The Not Too Tame co-production runs until 29 June

Les Dennis in a scene from Twelfth Night at Shakespeare North Playhouse
Les Dennis in Twelfth Night, © Patch Dolan

It’s hard to make Shakespeare’s famously convoluted comedy more muddled, but Jimmy Fairhurst’s production has found a way. It introduces a concept that multiplies rather than simplifies the shambolic mess and bagginess.

The play itself is overstuffed with plots that each involve conspiracies, mistaken identities and confusion. The first concerns separated twins Viola and Sebastian, the former drawn into facilitating Duke Orsino’s wooing of Lady Olivia, and then resisting Olivia’s love herself. Alongside this is Olivia’s posse who dupe her servant Malvolio into believing she loves him and will be impressed by a humiliating flirtation. And then there’s lonely Sebastian’s own path to finding his sister again.

It’s an almost impossible ballet to conduct. Fairhurst transposes it all to some sort of music venue suggested by the gig equipment and crowd control metal fencing of Good Teeth’s set. But the loosely defined concept becomes tangled in its own mic cables.

The idea seems inspired by the play’s most famous line, “If music be the food of love, play on”, which Louise Haggerty’s gratingly earnest Feste makes us repeat several times in a call-and-response sequence before even the prologue gets underway. But it’s never clear whether the characters are artists or fans, while some occasionally break out into solos as the lighting shifts into hazy colour and sounds play of an audience cheering. The transition between the backstage space and action of the play is constantly disorienting.

After the faintest suggestion that Viola and Sebastian lose each other in a drug-fuelled concert at the start, lines are bewilderingly retained about her being drowned in a ship accident. Meanwhile Sebastian’s rescuer, Antonio, here becomes a gender-flipped Antonia, and a paramedic rather than a ship’s captain, so floats around distractingly in a St John’s Ambulance uniform.

Some monologues are rapped, and there’s a dizzying array of music and dance interludes that exacerbate the thrashing between either poles of the intensity scale. Rowdy revelry rampages throughout, pushing Feste’s warning that they’ll be “not too tame in the telling”. Many of the performances are cranked up high as though in an attempt to be visible above the clamour. Purvi Parmar’s Olivia is overly hot-headed and impetuous, while Georgia Frost’s portrayal of Viola falling for Orsino is completely lost.

However, Frost’s bright delivery nicely appears like a songwriter, finding romanticised images as sounds skip off her tongue and into the air like dancing musical notes: “with fertile tears, with groans that thunder love, with sighs of fire”. Tom Sturgess’s Sebastian offers a quiet counterpoint, his delivery always deflating as though something’s missing, half full and incomplete without his twin.

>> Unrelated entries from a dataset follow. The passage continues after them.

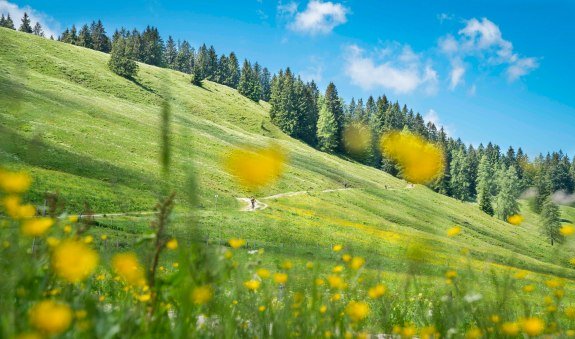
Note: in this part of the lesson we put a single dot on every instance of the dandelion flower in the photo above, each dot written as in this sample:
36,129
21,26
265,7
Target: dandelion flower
14,182
73,260
236,243
420,161
256,168
202,294
357,310
36,226
128,268
252,285
453,231
280,278
533,326
50,317
172,244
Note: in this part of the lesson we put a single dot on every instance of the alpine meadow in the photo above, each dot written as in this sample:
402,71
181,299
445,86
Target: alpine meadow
152,187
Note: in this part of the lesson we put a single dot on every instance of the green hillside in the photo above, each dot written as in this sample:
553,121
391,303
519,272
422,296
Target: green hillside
93,137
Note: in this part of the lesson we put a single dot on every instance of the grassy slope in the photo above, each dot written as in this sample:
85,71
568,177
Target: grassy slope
93,136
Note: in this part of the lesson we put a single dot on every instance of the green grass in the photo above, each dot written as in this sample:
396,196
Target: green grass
93,137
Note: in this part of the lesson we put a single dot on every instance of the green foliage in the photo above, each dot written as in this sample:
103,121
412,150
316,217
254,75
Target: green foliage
508,192
120,62
550,220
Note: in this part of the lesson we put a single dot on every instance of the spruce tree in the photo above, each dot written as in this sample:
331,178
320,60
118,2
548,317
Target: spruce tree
26,26
120,62
85,37
508,191
327,129
37,30
170,53
550,220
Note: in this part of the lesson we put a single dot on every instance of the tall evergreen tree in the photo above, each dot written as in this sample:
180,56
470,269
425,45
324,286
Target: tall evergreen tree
551,221
26,26
508,191
37,30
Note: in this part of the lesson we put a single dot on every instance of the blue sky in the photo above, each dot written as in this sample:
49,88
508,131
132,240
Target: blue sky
498,71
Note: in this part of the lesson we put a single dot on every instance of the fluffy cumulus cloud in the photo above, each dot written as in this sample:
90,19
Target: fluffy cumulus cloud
318,17
482,39
49,25
396,68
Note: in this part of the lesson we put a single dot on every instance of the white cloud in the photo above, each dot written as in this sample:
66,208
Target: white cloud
49,25
400,70
483,39
318,17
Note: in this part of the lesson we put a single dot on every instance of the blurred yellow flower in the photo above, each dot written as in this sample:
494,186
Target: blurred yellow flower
202,294
453,231
252,285
420,161
14,182
73,260
256,168
567,230
515,219
280,278
50,317
236,243
510,328
128,268
172,244
357,310
533,326
263,273
377,291
357,263
35,227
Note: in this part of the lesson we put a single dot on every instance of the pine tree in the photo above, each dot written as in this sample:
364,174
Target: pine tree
460,176
26,26
85,37
551,221
8,23
170,54
485,185
327,129
508,191
38,30
120,62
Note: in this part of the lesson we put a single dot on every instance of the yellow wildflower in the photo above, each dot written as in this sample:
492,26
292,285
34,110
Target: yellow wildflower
280,278
50,317
357,263
73,261
510,328
263,273
236,243
515,219
202,294
36,226
172,244
128,268
252,285
420,161
357,310
377,291
14,182
567,230
254,169
533,326
453,231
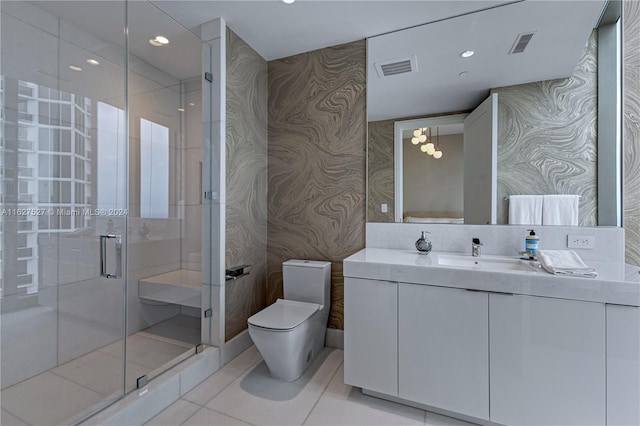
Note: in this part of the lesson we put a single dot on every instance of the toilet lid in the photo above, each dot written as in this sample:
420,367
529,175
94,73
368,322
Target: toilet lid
283,315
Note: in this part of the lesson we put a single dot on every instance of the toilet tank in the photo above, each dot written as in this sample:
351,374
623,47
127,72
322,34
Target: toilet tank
307,281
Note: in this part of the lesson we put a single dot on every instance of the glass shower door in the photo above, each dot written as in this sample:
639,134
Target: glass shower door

Les Dennis gives a workmanlike performance as Malvolio, more of a tired labourer than an obsequious sycophant. There’s not enough of the bark and growl that would compel the other characters’ vengeful cruelty, even when they wake him up. However, the smile he practises for Olivia is comically grotesque, heaving around his drooping lips and hanging mouth as if trying to find the shape they’re supposed to make.

There’s too much fooling and clowning overall, encapsulated by the decision to immediately undercut the final, moving reunion of the twins with the addition of: “What the f**k is going on?” The answer is a show desperate to be anarchic but ends up chaotic. If this music be the food of love, prepare for indigestion.